Freya freezes on her way out. She starts moving again after a heartbeat, but I know she’s put together the same thing I have.
“They were identical twins,” River confirms.
Kyle nods. “Spitting image. I took their first photo together. Said it looked like someone had pressed copy and paste.” Kyle grinds the heel of his hand into his eye. “Sorry.”
I catch River’s eyes. “Camilla was a twin. Identical.”
“Is that why this happened?” The mug trembles in Kyle’s hands. “The killer, this Maxwell person, you think he’s targeting twins? Why would he do that?”
“We don’t know yet,” River says, “but this changes things. Knowing the connection between the two victims could help us find him.”

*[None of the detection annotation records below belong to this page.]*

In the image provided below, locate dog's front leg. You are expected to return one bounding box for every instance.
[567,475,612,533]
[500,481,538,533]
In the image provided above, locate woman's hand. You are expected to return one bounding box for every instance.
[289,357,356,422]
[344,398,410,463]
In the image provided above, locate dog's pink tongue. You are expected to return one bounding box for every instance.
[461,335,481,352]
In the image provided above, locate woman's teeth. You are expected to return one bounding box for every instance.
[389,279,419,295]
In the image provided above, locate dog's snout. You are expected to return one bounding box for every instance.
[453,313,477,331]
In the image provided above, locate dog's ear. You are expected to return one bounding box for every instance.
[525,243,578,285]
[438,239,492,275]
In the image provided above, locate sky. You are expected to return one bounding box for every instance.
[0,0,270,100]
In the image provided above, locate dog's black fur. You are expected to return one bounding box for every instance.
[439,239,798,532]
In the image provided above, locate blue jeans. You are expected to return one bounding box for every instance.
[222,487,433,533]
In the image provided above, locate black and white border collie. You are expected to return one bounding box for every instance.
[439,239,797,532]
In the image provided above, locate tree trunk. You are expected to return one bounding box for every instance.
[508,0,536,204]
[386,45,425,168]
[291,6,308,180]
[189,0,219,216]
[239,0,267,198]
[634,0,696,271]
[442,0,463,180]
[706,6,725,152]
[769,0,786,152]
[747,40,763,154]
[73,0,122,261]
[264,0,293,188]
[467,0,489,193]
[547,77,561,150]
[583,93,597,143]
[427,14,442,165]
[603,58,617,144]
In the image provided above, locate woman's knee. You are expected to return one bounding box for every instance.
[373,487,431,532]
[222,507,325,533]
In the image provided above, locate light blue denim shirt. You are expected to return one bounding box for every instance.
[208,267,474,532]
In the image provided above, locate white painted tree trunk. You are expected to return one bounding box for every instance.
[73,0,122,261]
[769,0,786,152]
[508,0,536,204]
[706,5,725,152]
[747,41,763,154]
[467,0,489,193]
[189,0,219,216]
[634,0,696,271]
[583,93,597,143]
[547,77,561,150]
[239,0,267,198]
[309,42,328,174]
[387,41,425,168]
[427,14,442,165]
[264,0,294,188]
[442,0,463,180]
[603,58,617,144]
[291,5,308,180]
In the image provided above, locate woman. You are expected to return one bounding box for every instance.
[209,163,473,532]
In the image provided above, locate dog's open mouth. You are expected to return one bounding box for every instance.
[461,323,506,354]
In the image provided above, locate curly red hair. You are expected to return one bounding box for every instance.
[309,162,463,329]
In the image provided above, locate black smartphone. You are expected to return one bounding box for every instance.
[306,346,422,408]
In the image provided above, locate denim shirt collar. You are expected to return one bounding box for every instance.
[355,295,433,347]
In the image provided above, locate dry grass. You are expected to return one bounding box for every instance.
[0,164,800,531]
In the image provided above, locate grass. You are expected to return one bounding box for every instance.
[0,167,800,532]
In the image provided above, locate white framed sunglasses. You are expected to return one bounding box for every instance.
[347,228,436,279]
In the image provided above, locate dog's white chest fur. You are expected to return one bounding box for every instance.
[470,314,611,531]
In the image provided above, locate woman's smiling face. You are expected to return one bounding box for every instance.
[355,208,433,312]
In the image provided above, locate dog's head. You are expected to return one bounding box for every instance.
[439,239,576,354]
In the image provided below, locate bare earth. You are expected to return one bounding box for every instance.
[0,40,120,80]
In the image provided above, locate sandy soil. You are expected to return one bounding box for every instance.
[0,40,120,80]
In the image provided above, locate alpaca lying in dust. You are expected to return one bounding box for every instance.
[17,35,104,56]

River and I ask the rest of our questions to cover our bases, but we’ve already found what we’ve been looking for. Oz and I have been scouring through Camilla and Posy’s lives for days trying to find a connection. They looked nothing like each other, led completely different lives, there was nothing to connect them. Until now.
The question is, why is Arthur Maxwell suddenly targeting twins?
CHAPTER FORTY-FIVE
Oz
I REPLAY THE video for the one thousandth time. I don’t get screen fatigue in the same way as most people, computers have always just felt natural to me, but seriously, even I am reaching my limit on how much longer I can watch this video.

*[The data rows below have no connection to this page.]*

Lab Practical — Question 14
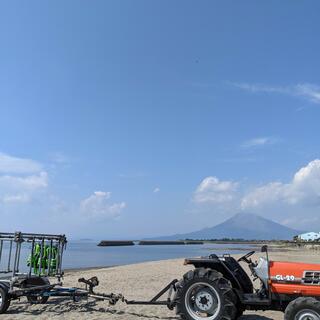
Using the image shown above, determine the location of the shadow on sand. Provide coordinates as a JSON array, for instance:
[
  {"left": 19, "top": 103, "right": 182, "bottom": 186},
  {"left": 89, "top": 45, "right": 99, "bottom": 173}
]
[{"left": 7, "top": 299, "right": 273, "bottom": 320}]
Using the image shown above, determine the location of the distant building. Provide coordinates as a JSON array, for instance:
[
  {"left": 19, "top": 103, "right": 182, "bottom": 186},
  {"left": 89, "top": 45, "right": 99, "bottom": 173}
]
[{"left": 296, "top": 232, "right": 320, "bottom": 241}]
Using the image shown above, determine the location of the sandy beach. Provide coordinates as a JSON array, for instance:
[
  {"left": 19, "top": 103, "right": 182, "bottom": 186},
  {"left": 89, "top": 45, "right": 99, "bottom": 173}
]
[{"left": 0, "top": 247, "right": 320, "bottom": 320}]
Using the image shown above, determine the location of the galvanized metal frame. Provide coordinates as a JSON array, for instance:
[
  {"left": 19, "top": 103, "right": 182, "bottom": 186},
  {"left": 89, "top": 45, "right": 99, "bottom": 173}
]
[{"left": 0, "top": 231, "right": 67, "bottom": 281}]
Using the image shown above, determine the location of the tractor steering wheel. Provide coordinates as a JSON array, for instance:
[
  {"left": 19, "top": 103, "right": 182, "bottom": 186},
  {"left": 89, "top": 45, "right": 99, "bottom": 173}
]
[{"left": 238, "top": 251, "right": 256, "bottom": 264}]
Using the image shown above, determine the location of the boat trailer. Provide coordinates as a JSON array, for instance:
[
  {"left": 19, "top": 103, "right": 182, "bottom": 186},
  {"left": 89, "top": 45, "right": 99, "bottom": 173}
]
[{"left": 0, "top": 232, "right": 178, "bottom": 314}]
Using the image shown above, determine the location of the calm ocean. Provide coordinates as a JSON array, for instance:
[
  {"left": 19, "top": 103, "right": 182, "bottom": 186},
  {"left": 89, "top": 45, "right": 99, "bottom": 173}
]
[{"left": 0, "top": 241, "right": 255, "bottom": 271}]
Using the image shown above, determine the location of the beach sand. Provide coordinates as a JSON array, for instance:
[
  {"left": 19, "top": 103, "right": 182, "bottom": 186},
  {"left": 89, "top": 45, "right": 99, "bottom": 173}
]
[{"left": 0, "top": 247, "right": 320, "bottom": 320}]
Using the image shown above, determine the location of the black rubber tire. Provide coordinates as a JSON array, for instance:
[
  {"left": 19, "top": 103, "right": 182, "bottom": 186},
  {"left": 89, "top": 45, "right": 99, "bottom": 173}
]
[
  {"left": 23, "top": 277, "right": 50, "bottom": 304},
  {"left": 175, "top": 268, "right": 237, "bottom": 320},
  {"left": 27, "top": 296, "right": 49, "bottom": 304},
  {"left": 0, "top": 286, "right": 11, "bottom": 314},
  {"left": 284, "top": 297, "right": 320, "bottom": 320}
]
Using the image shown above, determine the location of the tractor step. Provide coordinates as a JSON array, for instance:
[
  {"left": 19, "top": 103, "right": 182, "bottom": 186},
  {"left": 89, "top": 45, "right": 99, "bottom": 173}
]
[{"left": 242, "top": 293, "right": 271, "bottom": 306}]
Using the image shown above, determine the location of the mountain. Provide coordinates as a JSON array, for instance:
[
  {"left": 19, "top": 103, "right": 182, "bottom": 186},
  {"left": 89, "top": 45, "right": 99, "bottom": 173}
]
[{"left": 152, "top": 213, "right": 301, "bottom": 240}]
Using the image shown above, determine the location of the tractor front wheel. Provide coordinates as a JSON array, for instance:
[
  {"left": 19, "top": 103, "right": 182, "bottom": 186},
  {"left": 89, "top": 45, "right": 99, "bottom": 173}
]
[
  {"left": 284, "top": 297, "right": 320, "bottom": 320},
  {"left": 176, "top": 268, "right": 237, "bottom": 320},
  {"left": 0, "top": 286, "right": 10, "bottom": 314}
]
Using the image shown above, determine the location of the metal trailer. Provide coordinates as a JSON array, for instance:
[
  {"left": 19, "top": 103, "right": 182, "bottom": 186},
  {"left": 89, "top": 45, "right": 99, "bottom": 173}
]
[{"left": 0, "top": 232, "right": 178, "bottom": 314}]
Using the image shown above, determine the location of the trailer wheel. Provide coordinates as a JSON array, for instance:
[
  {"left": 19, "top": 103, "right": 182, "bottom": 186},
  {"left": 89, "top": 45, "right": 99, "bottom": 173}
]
[
  {"left": 23, "top": 277, "right": 50, "bottom": 304},
  {"left": 176, "top": 268, "right": 237, "bottom": 320},
  {"left": 0, "top": 286, "right": 10, "bottom": 314},
  {"left": 284, "top": 297, "right": 320, "bottom": 320}
]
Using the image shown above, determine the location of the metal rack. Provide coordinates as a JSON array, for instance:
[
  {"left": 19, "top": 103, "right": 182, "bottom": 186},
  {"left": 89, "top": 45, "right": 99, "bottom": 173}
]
[{"left": 0, "top": 232, "right": 67, "bottom": 278}]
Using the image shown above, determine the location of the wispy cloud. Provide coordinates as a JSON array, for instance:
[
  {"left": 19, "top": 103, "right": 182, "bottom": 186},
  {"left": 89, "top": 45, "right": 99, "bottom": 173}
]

The park on the screen is dark, lit only in an orange haze from a couple of street lamps. The navy van is barely visible against the backdrop of the field. It drives past once, then disappears off camera. I click the trackpad and drag the little round button across the line, skipping ahead until the van comes back on screen.
This is ridiculous. I run my hand over my beard, huffing into my palm. The footage is from a doorbell cam belonging to a house across the street from the park where we found Posy. The Uniforms noticed it while canvassing and the family were more than happy to share the footage. But it’s useless.

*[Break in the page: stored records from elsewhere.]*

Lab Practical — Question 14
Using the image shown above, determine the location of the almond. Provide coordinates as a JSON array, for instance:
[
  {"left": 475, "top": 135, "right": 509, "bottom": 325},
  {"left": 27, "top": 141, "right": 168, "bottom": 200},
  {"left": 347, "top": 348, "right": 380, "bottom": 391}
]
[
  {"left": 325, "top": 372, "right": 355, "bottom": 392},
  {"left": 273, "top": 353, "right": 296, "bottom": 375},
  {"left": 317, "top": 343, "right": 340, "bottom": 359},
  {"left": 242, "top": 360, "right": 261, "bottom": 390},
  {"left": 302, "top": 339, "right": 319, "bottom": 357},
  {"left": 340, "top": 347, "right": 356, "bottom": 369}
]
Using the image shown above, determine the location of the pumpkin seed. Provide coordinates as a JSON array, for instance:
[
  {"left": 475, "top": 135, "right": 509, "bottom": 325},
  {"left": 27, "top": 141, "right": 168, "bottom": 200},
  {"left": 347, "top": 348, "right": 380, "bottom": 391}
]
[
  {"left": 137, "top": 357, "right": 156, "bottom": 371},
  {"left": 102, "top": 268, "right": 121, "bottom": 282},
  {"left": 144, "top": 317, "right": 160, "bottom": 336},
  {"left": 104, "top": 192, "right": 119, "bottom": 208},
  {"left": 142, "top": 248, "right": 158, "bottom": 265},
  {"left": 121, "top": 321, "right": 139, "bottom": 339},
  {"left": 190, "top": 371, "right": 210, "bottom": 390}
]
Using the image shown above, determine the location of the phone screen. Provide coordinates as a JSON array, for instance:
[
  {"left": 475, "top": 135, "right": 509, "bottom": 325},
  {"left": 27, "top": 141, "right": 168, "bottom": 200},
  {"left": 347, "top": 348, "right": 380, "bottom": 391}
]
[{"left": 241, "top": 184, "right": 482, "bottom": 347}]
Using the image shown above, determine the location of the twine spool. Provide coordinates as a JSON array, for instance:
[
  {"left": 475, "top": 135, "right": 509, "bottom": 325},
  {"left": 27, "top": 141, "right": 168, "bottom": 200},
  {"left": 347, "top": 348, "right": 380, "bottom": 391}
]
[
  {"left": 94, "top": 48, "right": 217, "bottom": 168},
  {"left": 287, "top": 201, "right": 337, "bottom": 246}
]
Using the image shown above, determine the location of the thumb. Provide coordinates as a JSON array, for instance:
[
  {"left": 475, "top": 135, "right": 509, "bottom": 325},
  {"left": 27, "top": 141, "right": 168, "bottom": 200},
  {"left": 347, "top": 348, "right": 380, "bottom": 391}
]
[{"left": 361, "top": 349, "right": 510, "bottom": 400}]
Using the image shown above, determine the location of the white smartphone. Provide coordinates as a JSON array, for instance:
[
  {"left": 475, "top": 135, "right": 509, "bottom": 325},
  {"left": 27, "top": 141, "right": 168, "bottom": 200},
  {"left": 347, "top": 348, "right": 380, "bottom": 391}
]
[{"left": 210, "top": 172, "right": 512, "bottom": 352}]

I’ve done everything I can to enhance the video, but the lighting is too bad and the angle is all wrong. It doesn’t show the playground so I can’t even be sure that the van is the one Maxwell used. But it appears around the right time and doesn’t stay for longer than ten minutes.
My eyes are gritty, like I’ve got sand in them, and my shoulders ache from being hunched over my laptop. I shouldhave gone into River’s office, used that baby soft faux-leather chair of his, even if he does get snippy when we adjust the height.
I crack my neck and groan in relief then I force myself to close the laptop.
There’s nothing more I can do and while we haven’t got a number plate, I’ve at least managed to narrow down the make of the car. It’s not much but hopefully Freya and the guys will have gotten something useful out of Posy’s husband.
I rap my knuckles on the top of my laptop in frustration. I’d thought having Freya on board would make a difference this time, but the case is grinding to a halt like it always does. Arthur Maxwell is a psychopath, but he’s also got genius level IQ, higher than Jude even, and he knows how to hide.